Political Science >> Faculty >> Margaret Hermann
 








 

Margaret (Peg) Hermann
Professor

345 Eggers Hall

315-443-4022

mgherman@maxwell.syr.edu

Ph.D. Northwestern University

 

Margaret (Peg) Hermann is Gerald B. and Daphna Cramer Professor of Global Affairs and Director of the Moynihan Institute of Global Affairs at the Maxwell School.  Her research focuses on political leadership, foreign policy decision making, and the comparative study of foreign policy.  Hermann has worked to develop techniques for assessing the leadership styles of heads of government at a distance and has such data on over 150 leaders. She is currently involved in exploring the effects of different types of leaders and decision processes on the management of crises that cross borders and boundaries as well as in a large interview study of the governance challenges facing the leaders of transnational non-governmental organizations.

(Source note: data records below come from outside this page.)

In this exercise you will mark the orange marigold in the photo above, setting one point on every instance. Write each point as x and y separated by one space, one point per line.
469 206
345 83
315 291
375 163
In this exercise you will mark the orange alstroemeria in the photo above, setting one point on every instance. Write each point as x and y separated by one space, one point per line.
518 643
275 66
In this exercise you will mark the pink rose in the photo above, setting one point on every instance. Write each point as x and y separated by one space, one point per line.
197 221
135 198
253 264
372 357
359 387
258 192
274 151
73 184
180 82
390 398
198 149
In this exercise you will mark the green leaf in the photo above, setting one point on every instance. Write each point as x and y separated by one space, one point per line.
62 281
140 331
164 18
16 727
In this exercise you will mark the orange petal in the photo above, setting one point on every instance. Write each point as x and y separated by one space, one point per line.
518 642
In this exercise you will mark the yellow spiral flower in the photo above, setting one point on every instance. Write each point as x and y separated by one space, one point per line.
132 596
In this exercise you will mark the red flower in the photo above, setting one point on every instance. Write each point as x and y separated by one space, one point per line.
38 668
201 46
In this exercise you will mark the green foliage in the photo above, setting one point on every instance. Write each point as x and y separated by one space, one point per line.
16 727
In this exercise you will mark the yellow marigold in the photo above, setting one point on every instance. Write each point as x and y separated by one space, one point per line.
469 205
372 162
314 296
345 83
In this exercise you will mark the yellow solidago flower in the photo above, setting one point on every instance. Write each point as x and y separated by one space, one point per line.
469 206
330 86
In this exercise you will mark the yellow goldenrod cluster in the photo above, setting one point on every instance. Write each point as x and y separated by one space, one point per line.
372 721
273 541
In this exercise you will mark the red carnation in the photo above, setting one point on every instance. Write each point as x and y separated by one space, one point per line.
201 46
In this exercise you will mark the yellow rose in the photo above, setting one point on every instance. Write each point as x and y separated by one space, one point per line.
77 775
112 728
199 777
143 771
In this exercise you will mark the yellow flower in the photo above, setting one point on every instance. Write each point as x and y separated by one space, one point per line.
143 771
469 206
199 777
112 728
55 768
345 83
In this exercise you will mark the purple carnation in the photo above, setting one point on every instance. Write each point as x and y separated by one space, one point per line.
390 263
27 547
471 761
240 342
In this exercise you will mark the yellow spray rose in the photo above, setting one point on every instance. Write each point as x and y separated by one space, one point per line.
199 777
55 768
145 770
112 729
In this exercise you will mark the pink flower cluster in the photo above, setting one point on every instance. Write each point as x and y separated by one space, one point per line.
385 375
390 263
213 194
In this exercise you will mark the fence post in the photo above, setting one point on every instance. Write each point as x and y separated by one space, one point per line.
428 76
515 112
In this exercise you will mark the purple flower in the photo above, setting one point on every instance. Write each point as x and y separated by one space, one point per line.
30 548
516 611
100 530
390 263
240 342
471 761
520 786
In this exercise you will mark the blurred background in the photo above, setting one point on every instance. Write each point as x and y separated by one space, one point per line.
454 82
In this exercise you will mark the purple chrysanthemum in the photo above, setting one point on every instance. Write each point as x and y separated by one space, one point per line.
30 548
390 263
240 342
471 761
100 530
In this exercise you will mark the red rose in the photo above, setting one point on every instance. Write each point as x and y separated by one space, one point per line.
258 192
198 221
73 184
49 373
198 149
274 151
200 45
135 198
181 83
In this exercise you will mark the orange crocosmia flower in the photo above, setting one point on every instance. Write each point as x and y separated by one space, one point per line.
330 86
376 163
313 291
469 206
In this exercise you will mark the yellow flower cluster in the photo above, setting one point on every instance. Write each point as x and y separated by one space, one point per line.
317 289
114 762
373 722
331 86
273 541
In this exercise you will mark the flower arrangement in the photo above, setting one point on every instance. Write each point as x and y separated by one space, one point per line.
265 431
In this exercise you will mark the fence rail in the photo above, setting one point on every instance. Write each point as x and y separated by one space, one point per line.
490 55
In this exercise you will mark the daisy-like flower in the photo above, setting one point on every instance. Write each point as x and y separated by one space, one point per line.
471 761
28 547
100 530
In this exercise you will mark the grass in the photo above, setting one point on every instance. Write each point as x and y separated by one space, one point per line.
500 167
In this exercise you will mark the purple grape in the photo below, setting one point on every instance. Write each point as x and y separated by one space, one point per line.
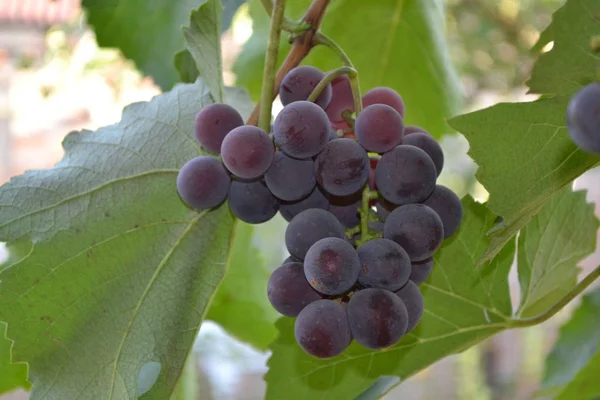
322 330
203 183
417 228
342 168
301 129
247 152
377 318
213 122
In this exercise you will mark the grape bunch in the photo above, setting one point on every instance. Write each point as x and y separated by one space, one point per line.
359 191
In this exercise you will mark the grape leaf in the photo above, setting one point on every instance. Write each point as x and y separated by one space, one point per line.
12 376
386 31
577 351
146 31
549 248
119 271
463 306
533 156
203 41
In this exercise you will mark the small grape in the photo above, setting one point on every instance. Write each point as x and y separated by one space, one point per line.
290 179
288 291
417 228
342 168
384 95
247 152
331 266
301 129
252 202
379 128
421 270
322 330
213 122
299 83
429 145
413 301
384 265
308 227
583 118
447 205
203 183
377 318
405 175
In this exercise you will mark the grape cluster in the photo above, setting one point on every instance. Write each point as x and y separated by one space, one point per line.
365 212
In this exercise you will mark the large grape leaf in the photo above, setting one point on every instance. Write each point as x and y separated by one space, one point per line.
463 306
392 43
549 248
572 366
523 150
119 271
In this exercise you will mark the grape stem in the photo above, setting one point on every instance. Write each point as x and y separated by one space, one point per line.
266 102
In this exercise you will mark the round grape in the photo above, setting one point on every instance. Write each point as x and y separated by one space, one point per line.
405 175
384 265
213 122
301 129
377 318
379 128
247 152
322 330
417 228
447 205
252 202
299 83
308 227
331 266
290 179
342 168
203 182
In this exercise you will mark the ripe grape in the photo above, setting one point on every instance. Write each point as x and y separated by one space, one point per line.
308 227
247 152
301 129
421 270
331 266
447 205
379 128
413 301
384 265
405 175
213 122
583 118
429 145
377 318
252 202
299 83
316 199
342 168
322 330
203 182
290 179
384 95
417 228
288 291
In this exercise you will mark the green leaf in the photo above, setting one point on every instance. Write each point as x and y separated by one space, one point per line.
120 271
532 156
146 31
463 306
392 43
574 361
550 246
203 41
12 376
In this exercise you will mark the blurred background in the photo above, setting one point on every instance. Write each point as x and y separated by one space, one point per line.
55 79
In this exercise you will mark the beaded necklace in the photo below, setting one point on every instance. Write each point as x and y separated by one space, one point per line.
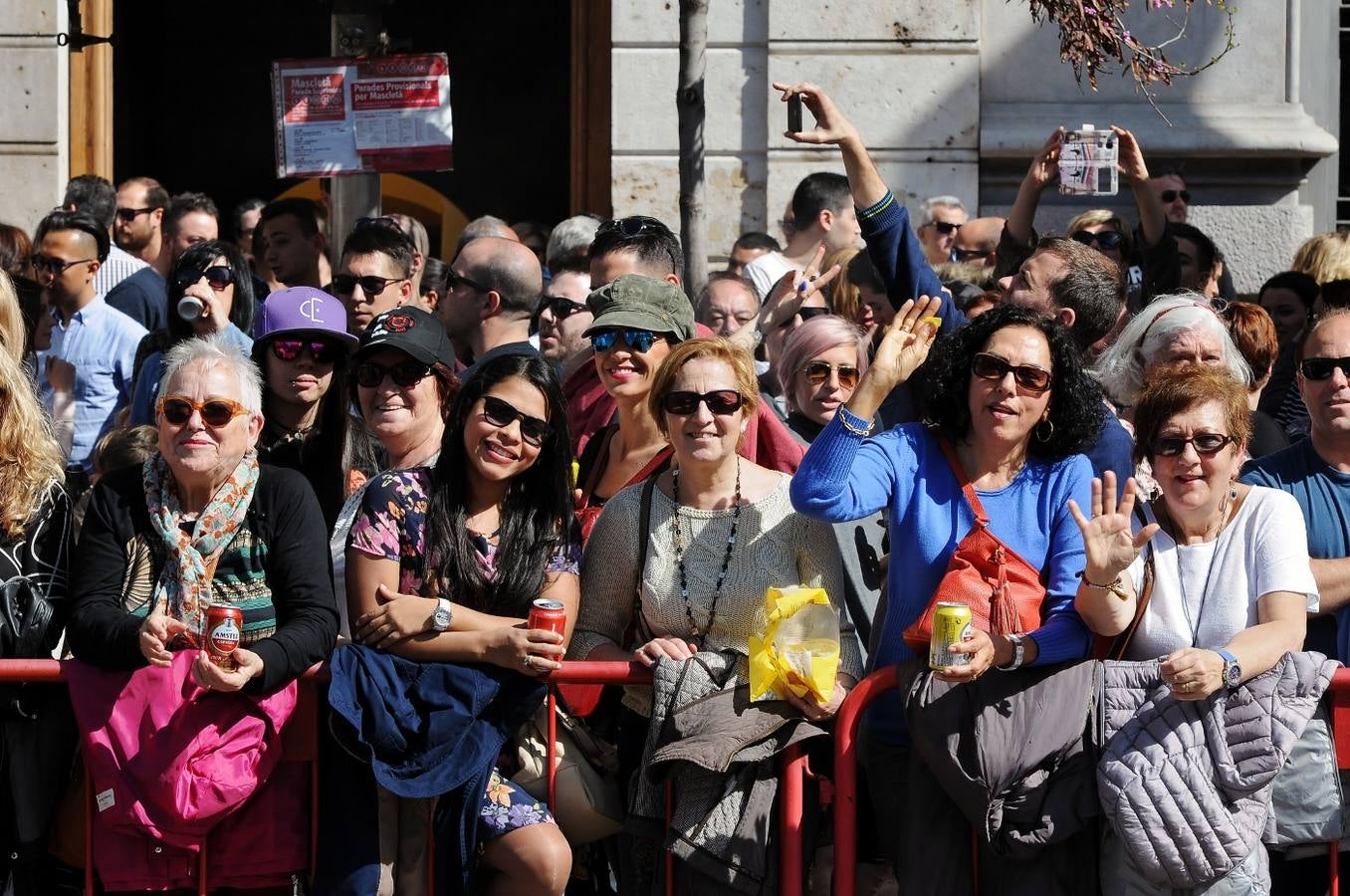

She has been president of the International Society of Political Psychology (ISPP) and the International Studies Association (ISA) as well as editor of the journal, Political Psychology.  At present she is editor of the International Studies Review, a journal of the ISA, and Advances in Political Psychology, an annual sponsored by ISPP.  She developed the Summer Institute in Political Psychology and was its director for nine years.  Her books include The Psychological Examination of Political Leaders; Describing Foreign Policy Behavior; Political Psychology:  Issues and Problems; and Leaders, Groups, and Coalitions: Understanding the People and Processes in Foreign Policymaking.  Among her journal articles are “Presidents, Advisers, and Foreign Policy,” “Leadership Styles of Prime Ministers,” “Rethinking Democracy and International Peace: Perspectives from Political Psychology,” “International Decision Making: Leadership Matters,” “Ballots, a Barrier Against the Use of Bullets and Bombs,” and “The US Use of Military Intervention to Promote Democracy: Evaluating the Record.”  Hermann received her Ph.D. in psychology from Northwestern University.